Sporadic demonstrations have hit Khartoum and some other parts of Sudan since early January after prices of food, notably bread, more than doubled following a jump in the cost of flour.
Agents of the country’s powerful National Intelligence and Security Service (NISS) detained senior Umma official Fadlalla Burma Nasir at his home late on Thursday, the party said.
Umma party is headed by former premier Sadiq al-Mahdi, whose civilian government was overthrown in the 1989 Islamist-backed coup that brought President Omar al-Bashir to power.
Nasir, a retired major general and former armed forces chief of staff, was the defence minister in Mahdi’s government.
“We strongly condemn the arrest of our leader and other detainees,” the party said in a statement.

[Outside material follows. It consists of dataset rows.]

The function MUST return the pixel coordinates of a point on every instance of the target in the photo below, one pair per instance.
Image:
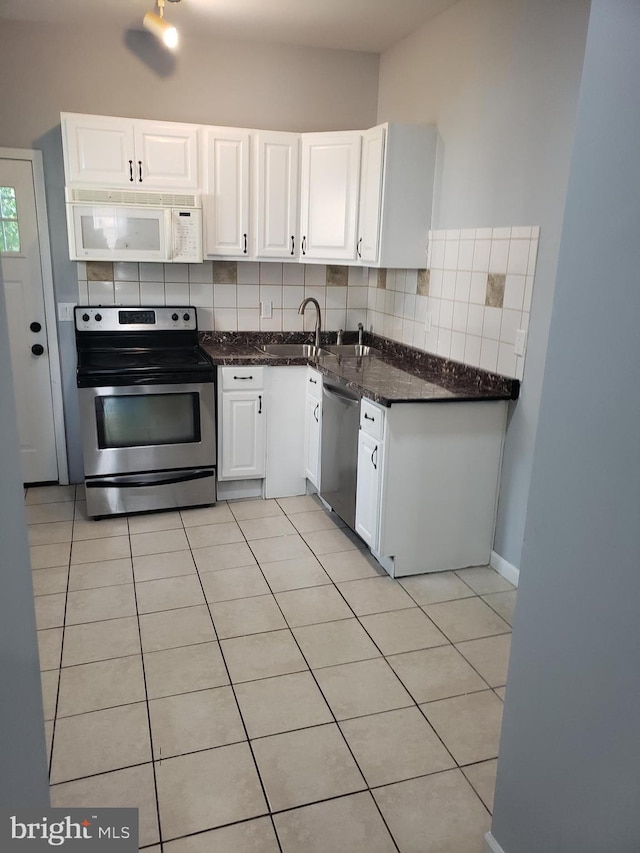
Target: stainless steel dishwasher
(339, 457)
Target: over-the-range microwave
(121, 225)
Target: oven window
(142, 420)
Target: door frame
(55, 374)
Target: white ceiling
(370, 25)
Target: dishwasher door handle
(343, 396)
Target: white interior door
(22, 276)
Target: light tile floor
(253, 682)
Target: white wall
(500, 80)
(56, 69)
(570, 748)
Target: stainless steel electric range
(147, 409)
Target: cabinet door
(368, 490)
(243, 434)
(166, 155)
(369, 207)
(225, 165)
(98, 150)
(275, 191)
(312, 432)
(329, 195)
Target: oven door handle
(126, 482)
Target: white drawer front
(242, 378)
(372, 417)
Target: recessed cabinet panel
(370, 195)
(98, 150)
(226, 199)
(243, 435)
(167, 155)
(329, 195)
(276, 195)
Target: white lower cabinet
(242, 423)
(312, 427)
(428, 477)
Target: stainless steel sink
(352, 350)
(293, 350)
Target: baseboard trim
(504, 568)
(491, 845)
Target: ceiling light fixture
(162, 29)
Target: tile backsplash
(229, 294)
(467, 305)
(470, 301)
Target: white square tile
(518, 257)
(293, 275)
(248, 272)
(510, 324)
(201, 273)
(472, 347)
(225, 296)
(176, 293)
(514, 292)
(315, 275)
(225, 319)
(492, 321)
(101, 293)
(449, 284)
(506, 360)
(481, 254)
(463, 286)
(271, 293)
(270, 273)
(499, 256)
(176, 273)
(465, 255)
(151, 272)
(489, 355)
(152, 293)
(457, 346)
(248, 319)
(126, 271)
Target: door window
(9, 230)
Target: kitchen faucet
(303, 305)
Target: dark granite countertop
(400, 374)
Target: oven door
(140, 428)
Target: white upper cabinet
(275, 182)
(372, 167)
(104, 151)
(329, 188)
(225, 173)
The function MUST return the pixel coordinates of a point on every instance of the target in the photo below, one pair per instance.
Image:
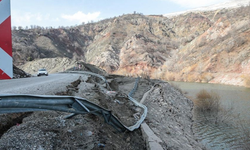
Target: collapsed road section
(169, 116)
(75, 105)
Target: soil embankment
(169, 116)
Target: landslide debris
(169, 116)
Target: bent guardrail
(75, 105)
(143, 116)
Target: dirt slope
(49, 130)
(194, 47)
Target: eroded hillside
(210, 46)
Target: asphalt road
(43, 85)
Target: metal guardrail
(130, 96)
(75, 105)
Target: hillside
(207, 46)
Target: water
(214, 134)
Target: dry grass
(246, 80)
(207, 102)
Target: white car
(42, 72)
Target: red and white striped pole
(6, 65)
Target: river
(221, 135)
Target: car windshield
(42, 69)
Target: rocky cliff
(208, 46)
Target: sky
(55, 13)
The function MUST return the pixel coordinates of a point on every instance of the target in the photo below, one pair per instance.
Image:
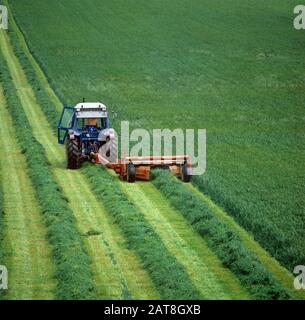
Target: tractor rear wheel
(131, 173)
(73, 154)
(185, 176)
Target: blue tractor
(85, 129)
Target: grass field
(234, 68)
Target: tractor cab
(86, 120)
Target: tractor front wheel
(185, 176)
(73, 154)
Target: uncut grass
(73, 272)
(233, 68)
(221, 238)
(169, 277)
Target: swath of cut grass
(169, 276)
(223, 240)
(72, 262)
(2, 230)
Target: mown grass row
(41, 95)
(168, 275)
(2, 230)
(221, 238)
(12, 31)
(73, 272)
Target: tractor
(86, 132)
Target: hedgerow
(223, 241)
(73, 272)
(167, 274)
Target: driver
(91, 122)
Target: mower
(86, 132)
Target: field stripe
(29, 259)
(271, 264)
(203, 267)
(138, 281)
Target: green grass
(233, 67)
(73, 271)
(222, 239)
(169, 277)
(2, 232)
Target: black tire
(185, 176)
(73, 154)
(131, 173)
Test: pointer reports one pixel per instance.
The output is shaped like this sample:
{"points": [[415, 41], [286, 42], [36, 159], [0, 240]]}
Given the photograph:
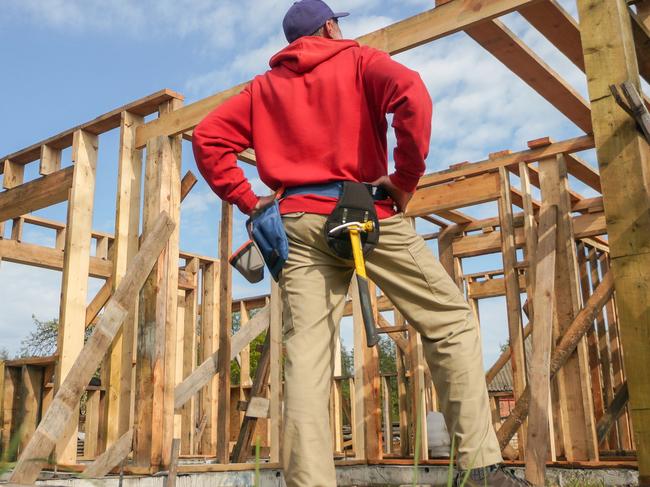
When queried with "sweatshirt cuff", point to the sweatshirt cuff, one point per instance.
{"points": [[247, 202], [403, 182]]}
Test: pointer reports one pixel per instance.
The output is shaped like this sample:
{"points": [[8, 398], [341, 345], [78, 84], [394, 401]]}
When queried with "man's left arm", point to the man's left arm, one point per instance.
{"points": [[216, 141]]}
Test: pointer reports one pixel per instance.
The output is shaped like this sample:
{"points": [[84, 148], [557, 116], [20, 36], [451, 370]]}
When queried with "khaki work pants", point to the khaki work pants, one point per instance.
{"points": [[314, 283]]}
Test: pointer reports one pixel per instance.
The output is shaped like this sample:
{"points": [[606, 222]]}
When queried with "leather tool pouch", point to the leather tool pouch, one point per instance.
{"points": [[354, 204]]}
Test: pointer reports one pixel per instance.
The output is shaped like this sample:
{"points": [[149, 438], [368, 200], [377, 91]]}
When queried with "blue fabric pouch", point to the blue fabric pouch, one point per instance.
{"points": [[266, 229]]}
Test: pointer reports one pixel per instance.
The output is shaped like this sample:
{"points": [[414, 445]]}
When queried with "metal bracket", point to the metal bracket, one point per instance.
{"points": [[635, 107]]}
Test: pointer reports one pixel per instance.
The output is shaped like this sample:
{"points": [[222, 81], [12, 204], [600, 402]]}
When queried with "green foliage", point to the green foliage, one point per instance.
{"points": [[42, 341]]}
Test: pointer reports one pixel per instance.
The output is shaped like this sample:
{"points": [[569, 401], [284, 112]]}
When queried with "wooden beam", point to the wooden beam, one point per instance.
{"points": [[103, 123], [578, 423], [112, 457], [454, 194], [624, 162], [564, 348], [395, 38], [275, 379], [532, 155], [34, 195], [539, 372], [503, 44], [513, 300], [74, 285], [65, 403], [118, 367], [225, 331], [558, 26], [13, 174], [208, 368]]}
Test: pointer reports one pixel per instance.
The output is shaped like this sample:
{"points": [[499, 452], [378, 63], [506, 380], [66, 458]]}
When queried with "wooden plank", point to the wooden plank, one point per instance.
{"points": [[112, 457], [103, 123], [530, 232], [563, 350], [209, 346], [539, 372], [188, 412], [34, 195], [225, 331], [402, 392], [641, 34], [187, 183], [513, 300], [395, 38], [241, 452], [614, 410], [13, 174], [454, 194], [275, 329], [532, 155], [503, 44], [156, 340], [623, 159], [204, 372], [92, 425], [74, 284], [578, 423], [118, 368], [47, 258], [603, 338], [491, 288], [558, 26], [50, 160], [54, 424]]}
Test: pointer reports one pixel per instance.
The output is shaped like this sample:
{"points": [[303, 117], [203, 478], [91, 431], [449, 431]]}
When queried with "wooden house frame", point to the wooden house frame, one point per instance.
{"points": [[583, 397]]}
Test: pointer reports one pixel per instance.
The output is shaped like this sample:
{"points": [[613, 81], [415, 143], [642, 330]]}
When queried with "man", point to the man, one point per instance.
{"points": [[318, 117]]}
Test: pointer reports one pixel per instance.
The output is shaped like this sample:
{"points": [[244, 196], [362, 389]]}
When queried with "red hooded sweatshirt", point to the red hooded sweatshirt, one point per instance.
{"points": [[318, 115]]}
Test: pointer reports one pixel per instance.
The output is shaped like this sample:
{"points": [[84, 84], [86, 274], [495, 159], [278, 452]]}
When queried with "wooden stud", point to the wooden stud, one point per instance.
{"points": [[209, 345], [14, 174], [74, 285], [513, 301], [402, 392], [623, 159], [156, 342], [275, 329], [602, 339], [225, 331], [188, 413], [36, 194], [64, 408], [540, 384], [599, 402], [105, 462], [577, 417], [564, 349], [17, 225], [92, 425], [50, 160]]}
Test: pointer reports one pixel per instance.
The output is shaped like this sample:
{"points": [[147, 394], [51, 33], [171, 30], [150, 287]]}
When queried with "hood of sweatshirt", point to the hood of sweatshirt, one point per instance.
{"points": [[305, 53]]}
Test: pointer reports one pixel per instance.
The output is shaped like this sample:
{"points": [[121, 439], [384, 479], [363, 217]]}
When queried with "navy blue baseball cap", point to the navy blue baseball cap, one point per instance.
{"points": [[306, 17]]}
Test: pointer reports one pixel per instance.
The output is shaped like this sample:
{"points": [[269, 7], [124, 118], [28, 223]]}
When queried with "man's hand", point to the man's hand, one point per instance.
{"points": [[263, 202], [400, 197]]}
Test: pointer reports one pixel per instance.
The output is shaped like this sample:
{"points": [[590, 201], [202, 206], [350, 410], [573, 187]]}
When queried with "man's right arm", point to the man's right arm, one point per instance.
{"points": [[216, 141]]}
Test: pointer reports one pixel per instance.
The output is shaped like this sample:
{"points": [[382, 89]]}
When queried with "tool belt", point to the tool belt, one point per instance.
{"points": [[355, 203]]}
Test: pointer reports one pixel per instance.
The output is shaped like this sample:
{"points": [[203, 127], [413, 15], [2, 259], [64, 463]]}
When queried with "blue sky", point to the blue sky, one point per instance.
{"points": [[68, 61]]}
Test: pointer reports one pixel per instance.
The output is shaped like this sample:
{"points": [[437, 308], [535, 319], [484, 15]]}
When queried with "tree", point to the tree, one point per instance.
{"points": [[41, 342]]}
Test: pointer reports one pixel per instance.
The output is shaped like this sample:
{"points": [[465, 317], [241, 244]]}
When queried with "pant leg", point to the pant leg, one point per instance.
{"points": [[410, 275], [313, 284]]}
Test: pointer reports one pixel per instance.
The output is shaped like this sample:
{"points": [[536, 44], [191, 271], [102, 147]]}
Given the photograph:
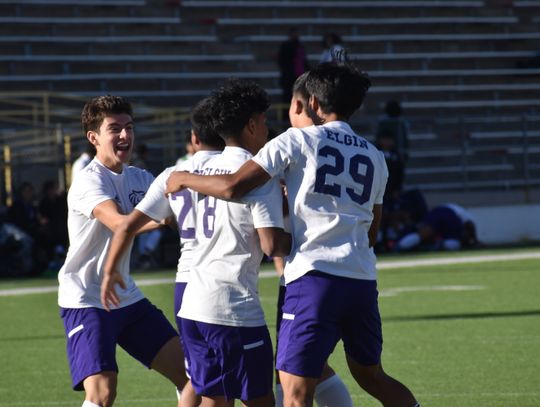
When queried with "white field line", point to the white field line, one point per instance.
{"points": [[462, 396], [382, 265]]}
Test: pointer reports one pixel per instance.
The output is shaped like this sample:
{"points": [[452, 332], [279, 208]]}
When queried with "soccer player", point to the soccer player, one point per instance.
{"points": [[446, 227], [223, 324], [330, 391], [335, 182], [98, 201], [156, 206]]}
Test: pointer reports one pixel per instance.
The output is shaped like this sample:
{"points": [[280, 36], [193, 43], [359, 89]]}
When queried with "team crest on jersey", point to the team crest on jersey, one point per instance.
{"points": [[135, 197]]}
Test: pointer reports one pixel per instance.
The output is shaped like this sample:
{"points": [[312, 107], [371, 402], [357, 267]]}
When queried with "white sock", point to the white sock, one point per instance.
{"points": [[333, 393], [279, 395], [451, 244], [409, 241]]}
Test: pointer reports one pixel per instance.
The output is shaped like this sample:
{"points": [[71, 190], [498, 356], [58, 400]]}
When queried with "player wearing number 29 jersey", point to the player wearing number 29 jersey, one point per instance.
{"points": [[333, 177], [335, 181]]}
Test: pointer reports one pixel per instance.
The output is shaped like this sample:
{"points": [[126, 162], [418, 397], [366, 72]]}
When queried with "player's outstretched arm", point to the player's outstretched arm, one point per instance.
{"points": [[375, 223], [123, 235], [275, 241], [225, 186]]}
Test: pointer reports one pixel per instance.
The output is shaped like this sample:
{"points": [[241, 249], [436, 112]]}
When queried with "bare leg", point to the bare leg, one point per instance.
{"points": [[170, 363], [264, 401], [101, 388], [384, 388], [189, 397], [298, 391]]}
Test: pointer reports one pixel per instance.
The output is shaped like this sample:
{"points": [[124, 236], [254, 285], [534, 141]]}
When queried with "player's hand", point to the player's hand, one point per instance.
{"points": [[109, 297], [175, 182]]}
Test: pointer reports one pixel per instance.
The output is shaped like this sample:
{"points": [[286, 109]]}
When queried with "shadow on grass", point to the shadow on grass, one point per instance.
{"points": [[472, 315]]}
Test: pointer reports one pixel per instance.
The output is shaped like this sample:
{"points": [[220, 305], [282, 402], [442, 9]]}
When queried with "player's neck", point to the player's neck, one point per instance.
{"points": [[331, 117]]}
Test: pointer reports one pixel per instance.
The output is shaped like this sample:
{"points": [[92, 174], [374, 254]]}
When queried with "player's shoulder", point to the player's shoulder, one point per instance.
{"points": [[198, 160], [138, 173]]}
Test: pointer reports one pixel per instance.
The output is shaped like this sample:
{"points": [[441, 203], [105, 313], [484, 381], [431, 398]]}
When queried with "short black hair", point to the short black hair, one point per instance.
{"points": [[393, 108], [95, 111], [299, 87], [234, 104], [340, 89], [201, 123]]}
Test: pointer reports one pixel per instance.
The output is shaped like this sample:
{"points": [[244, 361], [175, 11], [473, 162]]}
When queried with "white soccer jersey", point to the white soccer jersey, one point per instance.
{"points": [[333, 178], [80, 276], [223, 282], [181, 204]]}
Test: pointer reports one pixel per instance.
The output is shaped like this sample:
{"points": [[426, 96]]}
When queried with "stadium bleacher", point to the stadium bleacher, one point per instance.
{"points": [[444, 60]]}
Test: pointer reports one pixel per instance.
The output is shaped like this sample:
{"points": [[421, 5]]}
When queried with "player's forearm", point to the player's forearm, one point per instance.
{"points": [[122, 236], [275, 241], [283, 245], [224, 186], [218, 186]]}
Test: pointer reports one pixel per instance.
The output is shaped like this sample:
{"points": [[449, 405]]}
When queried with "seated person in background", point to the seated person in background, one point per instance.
{"points": [[446, 227]]}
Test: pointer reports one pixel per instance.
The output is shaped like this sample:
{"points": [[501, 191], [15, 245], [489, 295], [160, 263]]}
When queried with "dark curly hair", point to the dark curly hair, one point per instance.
{"points": [[100, 107], [340, 89], [234, 104], [201, 123]]}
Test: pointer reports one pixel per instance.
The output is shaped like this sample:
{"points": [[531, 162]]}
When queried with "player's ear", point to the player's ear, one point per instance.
{"points": [[194, 139], [251, 125], [92, 137], [313, 103], [298, 106]]}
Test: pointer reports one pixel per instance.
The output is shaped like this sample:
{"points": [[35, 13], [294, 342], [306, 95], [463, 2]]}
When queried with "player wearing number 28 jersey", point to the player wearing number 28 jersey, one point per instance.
{"points": [[335, 181]]}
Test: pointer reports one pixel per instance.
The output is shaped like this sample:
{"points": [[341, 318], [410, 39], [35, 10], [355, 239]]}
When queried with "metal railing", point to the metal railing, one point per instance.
{"points": [[41, 136]]}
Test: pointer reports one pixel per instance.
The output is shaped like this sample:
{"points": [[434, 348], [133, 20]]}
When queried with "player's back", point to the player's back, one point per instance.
{"points": [[223, 282], [334, 177], [180, 204]]}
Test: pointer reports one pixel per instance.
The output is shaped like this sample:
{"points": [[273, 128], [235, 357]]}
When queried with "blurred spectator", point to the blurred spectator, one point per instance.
{"points": [[445, 227], [16, 251], [22, 225], [52, 212], [23, 213], [83, 159], [392, 194], [396, 167], [391, 123], [401, 215], [292, 63], [333, 49]]}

“We demand that they be immediately released or put on trial.”
In a separate incident on Thursday, several opposition activists were also arrested as they held a meeting in a Khartoum suburb, an opposition statement said.
Opposition leaders Kamal Ismail and Mohamed al-Hafiz were among those arrested by NISS agents who raided the meeting, the statement said.
Umma Party and other opposition groups have regularly called for anti-government demonstrations after food prices shot up in January.
So far the demonstrations have been swiftly crushed by anti-riot policemen and plainclothes security agents. Police have fired tear gas to break up the protests.
European embassies in Sudan have urged Khartoum to release all detainees.
“The ambassadors…are very concerned by the prolonged detention without charge or trial of a large number of political leaders, human rights activists and other citizens,” a statement said Wednesday.
The EU states urged Khartoum to ensure that the detainees “are not mistreated”.
Among those still held is Mokhtar al-Khatib, chief of Sudan Communist Party.
Similar protests hit Sudan in late 2016 after the government cut fuel subsidies.
The authorities cracked down on those protests to prevent a repeat of the deadly unrest that followed an earlier round of subsidy cuts in 2013.
Rights groups say dozens of people were killed when security forces crushed the 2013 demonstrations, drawing international condemnation.